"Maafkan aku, Andra." ujarnya sendu. Sesendu kekasih yang baru saja kehilangan pasangannya. Amat pedih.
"Sudahlah. Tak apa jika kau tak bisa menemuiku. Bisa mendengar suaramu saja aku sudah bahagia."
***
Karena kian hari, adalah hari yang kian menjadi indah. Tak pernah berkurang sedikitpun cintaku ini padanya.
"Lihat, Mitha. Lukisan ini kuperuntukkanmu. Lambang bahwa betapa cinta ada di hatiku adalah untukmu."
Yakinlah, bahwa goresan yang aku tuangkan dalam kanvas ini, merupakan pemujaanku terhadap Mitha.
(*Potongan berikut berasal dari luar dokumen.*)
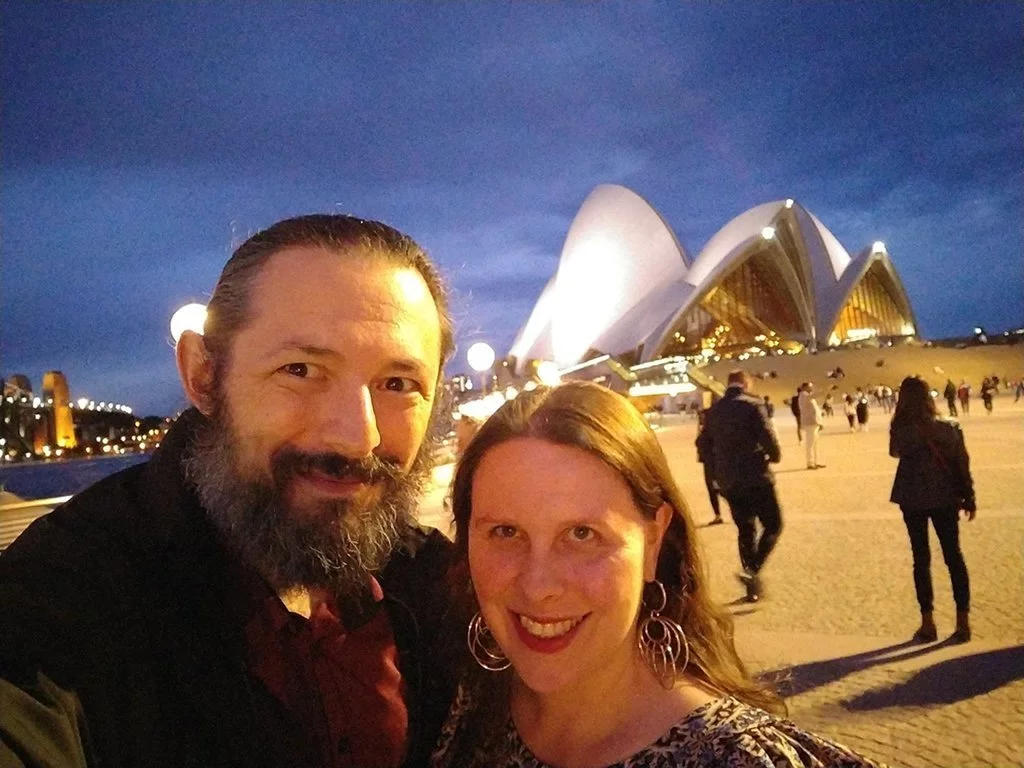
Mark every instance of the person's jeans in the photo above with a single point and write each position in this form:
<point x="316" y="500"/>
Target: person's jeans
<point x="712" y="492"/>
<point x="749" y="507"/>
<point x="946" y="522"/>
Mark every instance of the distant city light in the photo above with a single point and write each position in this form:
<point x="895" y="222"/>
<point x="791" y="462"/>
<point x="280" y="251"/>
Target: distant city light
<point x="547" y="373"/>
<point x="188" y="317"/>
<point x="480" y="356"/>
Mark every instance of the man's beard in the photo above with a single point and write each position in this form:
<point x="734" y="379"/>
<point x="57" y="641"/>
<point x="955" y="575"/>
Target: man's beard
<point x="332" y="544"/>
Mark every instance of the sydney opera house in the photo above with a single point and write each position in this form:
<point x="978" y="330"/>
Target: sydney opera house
<point x="772" y="280"/>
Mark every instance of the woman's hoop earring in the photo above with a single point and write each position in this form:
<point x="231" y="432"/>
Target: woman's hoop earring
<point x="662" y="641"/>
<point x="482" y="645"/>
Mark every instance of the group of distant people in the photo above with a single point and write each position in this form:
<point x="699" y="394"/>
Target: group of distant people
<point x="962" y="394"/>
<point x="736" y="442"/>
<point x="258" y="594"/>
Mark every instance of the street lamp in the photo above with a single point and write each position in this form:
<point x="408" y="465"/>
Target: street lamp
<point x="480" y="357"/>
<point x="188" y="317"/>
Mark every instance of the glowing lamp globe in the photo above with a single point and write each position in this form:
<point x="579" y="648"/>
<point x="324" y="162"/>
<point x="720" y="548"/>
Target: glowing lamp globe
<point x="188" y="317"/>
<point x="480" y="356"/>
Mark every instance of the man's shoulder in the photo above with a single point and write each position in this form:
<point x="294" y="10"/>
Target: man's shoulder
<point x="92" y="519"/>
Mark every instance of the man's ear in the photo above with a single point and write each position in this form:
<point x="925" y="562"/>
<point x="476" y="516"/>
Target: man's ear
<point x="655" y="537"/>
<point x="196" y="370"/>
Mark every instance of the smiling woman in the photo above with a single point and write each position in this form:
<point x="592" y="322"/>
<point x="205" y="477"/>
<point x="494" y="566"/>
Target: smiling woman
<point x="593" y="639"/>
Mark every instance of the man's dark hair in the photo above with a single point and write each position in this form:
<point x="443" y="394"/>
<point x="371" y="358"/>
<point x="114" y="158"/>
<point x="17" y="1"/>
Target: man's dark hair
<point x="227" y="311"/>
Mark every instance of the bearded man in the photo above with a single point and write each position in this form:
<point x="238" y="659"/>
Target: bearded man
<point x="257" y="594"/>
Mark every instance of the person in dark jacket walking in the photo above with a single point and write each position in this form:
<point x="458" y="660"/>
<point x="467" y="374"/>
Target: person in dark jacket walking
<point x="950" y="394"/>
<point x="257" y="594"/>
<point x="739" y="438"/>
<point x="709" y="470"/>
<point x="795" y="410"/>
<point x="861" y="409"/>
<point x="933" y="482"/>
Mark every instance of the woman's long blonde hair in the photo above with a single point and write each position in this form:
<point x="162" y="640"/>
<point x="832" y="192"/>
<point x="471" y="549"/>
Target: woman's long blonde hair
<point x="594" y="419"/>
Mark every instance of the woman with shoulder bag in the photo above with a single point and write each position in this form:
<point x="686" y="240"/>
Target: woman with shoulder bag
<point x="933" y="482"/>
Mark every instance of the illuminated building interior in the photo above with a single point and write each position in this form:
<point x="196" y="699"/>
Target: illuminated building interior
<point x="749" y="305"/>
<point x="773" y="280"/>
<point x="872" y="309"/>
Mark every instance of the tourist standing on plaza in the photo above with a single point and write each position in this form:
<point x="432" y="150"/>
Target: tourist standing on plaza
<point x="795" y="409"/>
<point x="593" y="639"/>
<point x="706" y="462"/>
<point x="933" y="482"/>
<point x="988" y="391"/>
<point x="950" y="394"/>
<point x="850" y="409"/>
<point x="861" y="409"/>
<point x="256" y="594"/>
<point x="964" y="394"/>
<point x="740" y="440"/>
<point x="810" y="421"/>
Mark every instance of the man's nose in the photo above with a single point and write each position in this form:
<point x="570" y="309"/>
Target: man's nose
<point x="347" y="422"/>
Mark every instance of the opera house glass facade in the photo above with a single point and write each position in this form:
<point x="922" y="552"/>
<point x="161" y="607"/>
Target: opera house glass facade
<point x="772" y="280"/>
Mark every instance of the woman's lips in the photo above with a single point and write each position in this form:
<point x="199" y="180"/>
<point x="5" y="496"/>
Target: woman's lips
<point x="546" y="636"/>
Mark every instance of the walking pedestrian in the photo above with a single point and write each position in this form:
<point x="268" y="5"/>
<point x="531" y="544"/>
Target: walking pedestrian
<point x="810" y="421"/>
<point x="850" y="409"/>
<point x="950" y="394"/>
<point x="795" y="408"/>
<point x="861" y="409"/>
<point x="710" y="483"/>
<point x="739" y="438"/>
<point x="933" y="482"/>
<point x="964" y="395"/>
<point x="988" y="390"/>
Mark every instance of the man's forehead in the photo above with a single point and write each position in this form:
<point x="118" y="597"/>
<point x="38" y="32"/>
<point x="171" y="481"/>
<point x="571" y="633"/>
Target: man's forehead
<point x="315" y="291"/>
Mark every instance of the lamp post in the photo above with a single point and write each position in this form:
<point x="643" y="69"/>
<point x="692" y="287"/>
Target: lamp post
<point x="480" y="357"/>
<point x="188" y="317"/>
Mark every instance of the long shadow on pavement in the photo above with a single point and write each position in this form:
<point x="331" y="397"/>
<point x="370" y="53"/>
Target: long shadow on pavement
<point x="946" y="682"/>
<point x="793" y="681"/>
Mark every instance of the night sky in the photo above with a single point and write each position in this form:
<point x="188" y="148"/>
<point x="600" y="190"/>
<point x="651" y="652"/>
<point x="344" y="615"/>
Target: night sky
<point x="140" y="142"/>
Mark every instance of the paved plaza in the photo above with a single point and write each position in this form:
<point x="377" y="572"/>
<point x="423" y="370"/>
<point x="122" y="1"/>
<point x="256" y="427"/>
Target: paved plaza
<point x="840" y="606"/>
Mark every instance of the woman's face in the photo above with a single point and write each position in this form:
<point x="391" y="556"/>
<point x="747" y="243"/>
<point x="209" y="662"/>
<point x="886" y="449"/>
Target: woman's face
<point x="559" y="554"/>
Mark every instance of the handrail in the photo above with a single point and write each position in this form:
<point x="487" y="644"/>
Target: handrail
<point x="15" y="506"/>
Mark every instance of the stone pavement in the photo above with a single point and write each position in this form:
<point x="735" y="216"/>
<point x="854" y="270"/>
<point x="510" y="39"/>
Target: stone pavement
<point x="840" y="606"/>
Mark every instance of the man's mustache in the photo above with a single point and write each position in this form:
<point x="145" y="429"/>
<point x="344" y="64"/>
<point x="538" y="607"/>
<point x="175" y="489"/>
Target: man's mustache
<point x="290" y="462"/>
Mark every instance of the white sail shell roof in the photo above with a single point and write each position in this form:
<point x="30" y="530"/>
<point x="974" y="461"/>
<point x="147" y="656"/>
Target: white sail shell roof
<point x="624" y="281"/>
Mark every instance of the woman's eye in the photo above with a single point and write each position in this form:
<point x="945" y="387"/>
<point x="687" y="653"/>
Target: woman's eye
<point x="503" y="531"/>
<point x="400" y="384"/>
<point x="582" y="532"/>
<point x="298" y="370"/>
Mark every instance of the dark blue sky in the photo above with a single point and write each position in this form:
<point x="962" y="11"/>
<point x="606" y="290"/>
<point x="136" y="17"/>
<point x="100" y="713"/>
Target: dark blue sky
<point x="142" y="141"/>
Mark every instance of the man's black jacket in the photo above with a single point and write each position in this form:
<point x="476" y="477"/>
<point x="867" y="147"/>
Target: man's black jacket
<point x="739" y="441"/>
<point x="125" y="598"/>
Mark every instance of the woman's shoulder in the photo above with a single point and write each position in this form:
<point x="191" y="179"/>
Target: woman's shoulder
<point x="729" y="733"/>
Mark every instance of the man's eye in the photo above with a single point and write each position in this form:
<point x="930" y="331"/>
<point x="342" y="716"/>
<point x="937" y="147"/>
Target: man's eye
<point x="298" y="370"/>
<point x="503" y="531"/>
<point x="582" y="532"/>
<point x="400" y="384"/>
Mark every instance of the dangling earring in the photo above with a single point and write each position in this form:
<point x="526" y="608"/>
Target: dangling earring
<point x="482" y="645"/>
<point x="662" y="641"/>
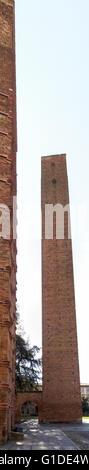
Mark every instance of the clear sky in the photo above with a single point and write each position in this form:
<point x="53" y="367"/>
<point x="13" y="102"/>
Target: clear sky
<point x="52" y="68"/>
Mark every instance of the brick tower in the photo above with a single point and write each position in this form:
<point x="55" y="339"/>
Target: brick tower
<point x="7" y="191"/>
<point x="61" y="386"/>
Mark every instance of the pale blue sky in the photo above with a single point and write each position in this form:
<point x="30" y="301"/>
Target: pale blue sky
<point x="52" y="66"/>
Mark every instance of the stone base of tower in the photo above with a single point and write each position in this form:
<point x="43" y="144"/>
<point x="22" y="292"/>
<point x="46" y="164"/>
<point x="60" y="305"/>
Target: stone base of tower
<point x="60" y="413"/>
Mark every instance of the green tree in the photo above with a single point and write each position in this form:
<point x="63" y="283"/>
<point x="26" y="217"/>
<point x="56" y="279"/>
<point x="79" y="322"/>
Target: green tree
<point x="28" y="365"/>
<point x="85" y="405"/>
Gerakan tangan yang tersihir oleh keanggunannya. Cat yang tertuang mencerminkan asli kecantikannya. Mitha yang aku puja tak pernah bisa ku memilikimu, oh. Berlalukah cinta? Berlalukah? Tak sedikitpun. Cintaku tak pernah goyah, walau angin pancaroba berusaha menggesernya.
***
"Andra, kau membuatku tersanjung, sekaligus membawakanku ke dalam dasar jurang kepedihan. Aku cinta, tapi tak bisa memilikimu."
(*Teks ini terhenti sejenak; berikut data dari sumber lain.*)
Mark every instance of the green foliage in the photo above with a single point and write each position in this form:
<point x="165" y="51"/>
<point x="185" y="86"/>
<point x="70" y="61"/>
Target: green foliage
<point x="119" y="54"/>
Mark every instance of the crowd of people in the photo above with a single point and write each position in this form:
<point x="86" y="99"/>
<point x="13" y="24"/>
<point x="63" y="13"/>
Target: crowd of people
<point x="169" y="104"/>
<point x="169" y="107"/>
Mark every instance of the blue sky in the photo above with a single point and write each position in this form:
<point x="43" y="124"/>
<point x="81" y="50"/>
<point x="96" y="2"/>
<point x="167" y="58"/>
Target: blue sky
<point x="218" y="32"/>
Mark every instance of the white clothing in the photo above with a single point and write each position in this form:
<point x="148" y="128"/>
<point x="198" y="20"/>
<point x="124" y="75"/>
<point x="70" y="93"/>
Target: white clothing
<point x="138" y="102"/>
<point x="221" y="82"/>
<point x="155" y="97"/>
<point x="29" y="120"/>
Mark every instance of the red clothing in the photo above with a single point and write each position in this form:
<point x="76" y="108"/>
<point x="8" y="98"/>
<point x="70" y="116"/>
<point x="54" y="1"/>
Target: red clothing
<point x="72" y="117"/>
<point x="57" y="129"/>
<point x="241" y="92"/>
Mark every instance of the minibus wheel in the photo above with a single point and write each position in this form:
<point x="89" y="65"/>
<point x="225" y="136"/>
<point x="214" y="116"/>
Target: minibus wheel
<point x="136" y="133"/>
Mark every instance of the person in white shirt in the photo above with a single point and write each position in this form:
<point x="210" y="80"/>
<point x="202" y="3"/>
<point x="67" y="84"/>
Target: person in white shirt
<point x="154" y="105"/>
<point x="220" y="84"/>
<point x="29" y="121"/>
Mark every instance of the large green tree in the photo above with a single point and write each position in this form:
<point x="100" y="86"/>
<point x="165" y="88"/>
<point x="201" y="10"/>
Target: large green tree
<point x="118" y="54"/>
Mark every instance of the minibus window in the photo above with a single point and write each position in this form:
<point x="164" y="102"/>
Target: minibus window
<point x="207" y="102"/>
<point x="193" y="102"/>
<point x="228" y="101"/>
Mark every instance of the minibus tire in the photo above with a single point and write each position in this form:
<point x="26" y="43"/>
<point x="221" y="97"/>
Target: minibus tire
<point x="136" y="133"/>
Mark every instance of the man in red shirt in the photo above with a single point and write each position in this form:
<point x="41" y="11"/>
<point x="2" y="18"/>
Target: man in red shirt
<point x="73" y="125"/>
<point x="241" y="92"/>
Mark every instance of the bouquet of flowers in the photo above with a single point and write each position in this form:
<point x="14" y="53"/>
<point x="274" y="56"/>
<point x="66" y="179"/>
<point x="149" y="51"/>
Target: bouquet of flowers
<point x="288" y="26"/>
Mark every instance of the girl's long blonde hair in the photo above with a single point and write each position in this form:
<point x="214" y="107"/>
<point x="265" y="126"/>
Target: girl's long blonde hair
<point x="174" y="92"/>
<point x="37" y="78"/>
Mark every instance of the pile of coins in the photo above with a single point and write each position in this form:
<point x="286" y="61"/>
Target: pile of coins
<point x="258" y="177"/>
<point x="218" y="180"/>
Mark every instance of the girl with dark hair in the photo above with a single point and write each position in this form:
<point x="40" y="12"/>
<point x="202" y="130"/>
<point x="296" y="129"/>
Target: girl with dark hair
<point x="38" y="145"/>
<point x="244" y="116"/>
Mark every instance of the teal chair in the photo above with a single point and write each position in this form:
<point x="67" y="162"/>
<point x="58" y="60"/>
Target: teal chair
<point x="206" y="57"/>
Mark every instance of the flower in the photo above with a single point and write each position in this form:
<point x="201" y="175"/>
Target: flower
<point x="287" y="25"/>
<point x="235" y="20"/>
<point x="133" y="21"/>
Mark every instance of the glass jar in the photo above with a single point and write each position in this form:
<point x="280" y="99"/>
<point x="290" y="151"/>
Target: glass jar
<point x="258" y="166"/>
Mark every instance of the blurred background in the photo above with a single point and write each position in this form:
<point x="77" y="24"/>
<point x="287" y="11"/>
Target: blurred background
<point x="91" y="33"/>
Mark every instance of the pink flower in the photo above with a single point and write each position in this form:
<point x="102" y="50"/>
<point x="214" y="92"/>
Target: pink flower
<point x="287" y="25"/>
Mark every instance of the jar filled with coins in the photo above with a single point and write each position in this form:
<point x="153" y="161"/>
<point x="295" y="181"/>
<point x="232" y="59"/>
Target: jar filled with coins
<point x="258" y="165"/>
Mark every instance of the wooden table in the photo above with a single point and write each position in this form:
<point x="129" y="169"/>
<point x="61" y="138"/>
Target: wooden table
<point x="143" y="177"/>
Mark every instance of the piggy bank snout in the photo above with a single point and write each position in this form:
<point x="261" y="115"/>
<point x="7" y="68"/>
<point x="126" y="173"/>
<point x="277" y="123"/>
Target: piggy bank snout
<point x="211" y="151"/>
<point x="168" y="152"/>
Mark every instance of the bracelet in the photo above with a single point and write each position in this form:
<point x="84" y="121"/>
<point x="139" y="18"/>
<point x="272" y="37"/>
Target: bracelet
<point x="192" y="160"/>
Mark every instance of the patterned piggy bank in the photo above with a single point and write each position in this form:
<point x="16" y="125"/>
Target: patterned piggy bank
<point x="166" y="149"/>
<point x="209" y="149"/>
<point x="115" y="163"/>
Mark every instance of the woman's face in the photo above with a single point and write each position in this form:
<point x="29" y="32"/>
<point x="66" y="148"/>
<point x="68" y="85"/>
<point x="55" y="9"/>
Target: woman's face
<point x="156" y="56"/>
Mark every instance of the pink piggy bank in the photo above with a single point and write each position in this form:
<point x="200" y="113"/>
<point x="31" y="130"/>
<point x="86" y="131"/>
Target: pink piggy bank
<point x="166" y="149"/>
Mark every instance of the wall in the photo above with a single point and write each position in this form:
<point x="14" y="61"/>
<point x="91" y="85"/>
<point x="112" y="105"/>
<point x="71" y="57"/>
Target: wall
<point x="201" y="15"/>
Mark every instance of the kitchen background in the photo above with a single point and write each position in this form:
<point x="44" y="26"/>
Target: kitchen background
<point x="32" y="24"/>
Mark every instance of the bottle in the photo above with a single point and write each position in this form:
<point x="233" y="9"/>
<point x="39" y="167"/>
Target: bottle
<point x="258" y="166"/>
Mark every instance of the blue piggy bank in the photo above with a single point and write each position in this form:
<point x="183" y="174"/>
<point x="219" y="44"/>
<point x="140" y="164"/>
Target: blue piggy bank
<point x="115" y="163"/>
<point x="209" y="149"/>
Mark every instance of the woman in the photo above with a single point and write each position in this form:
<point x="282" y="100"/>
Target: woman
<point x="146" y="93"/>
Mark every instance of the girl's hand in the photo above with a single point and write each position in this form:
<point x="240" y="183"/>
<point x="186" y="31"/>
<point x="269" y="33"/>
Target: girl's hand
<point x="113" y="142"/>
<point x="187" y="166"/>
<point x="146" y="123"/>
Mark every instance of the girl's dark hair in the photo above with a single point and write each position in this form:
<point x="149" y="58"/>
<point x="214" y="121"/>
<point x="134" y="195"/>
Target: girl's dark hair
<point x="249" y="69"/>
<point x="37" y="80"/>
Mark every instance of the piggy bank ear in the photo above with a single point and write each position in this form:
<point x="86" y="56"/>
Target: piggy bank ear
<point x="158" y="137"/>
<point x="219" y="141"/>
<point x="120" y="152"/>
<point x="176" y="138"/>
Lalu Mitha tersedu sambil meraung pelan "Mengapa harus begini?"
Dan aku adalah termasuk lelaki yang sabar. Kupeluk erat ia, sambil menghiburnya, "Suatu saat nanti, Mitha. Pasti."
Kupandangi langit membiru. Ada sendu di sana. Sebuah rahasia yang terbawa pada birunya. Menjadikannya sebuah mendung kelabu. Musim baru pancaroba. Terkadang terik menusuk kulit, kemudian tiba-tiba datang hujan berserta gemuruh. Seperti rinduku. Pada keinginan yang nyaris tak pernah putus: memilikimu.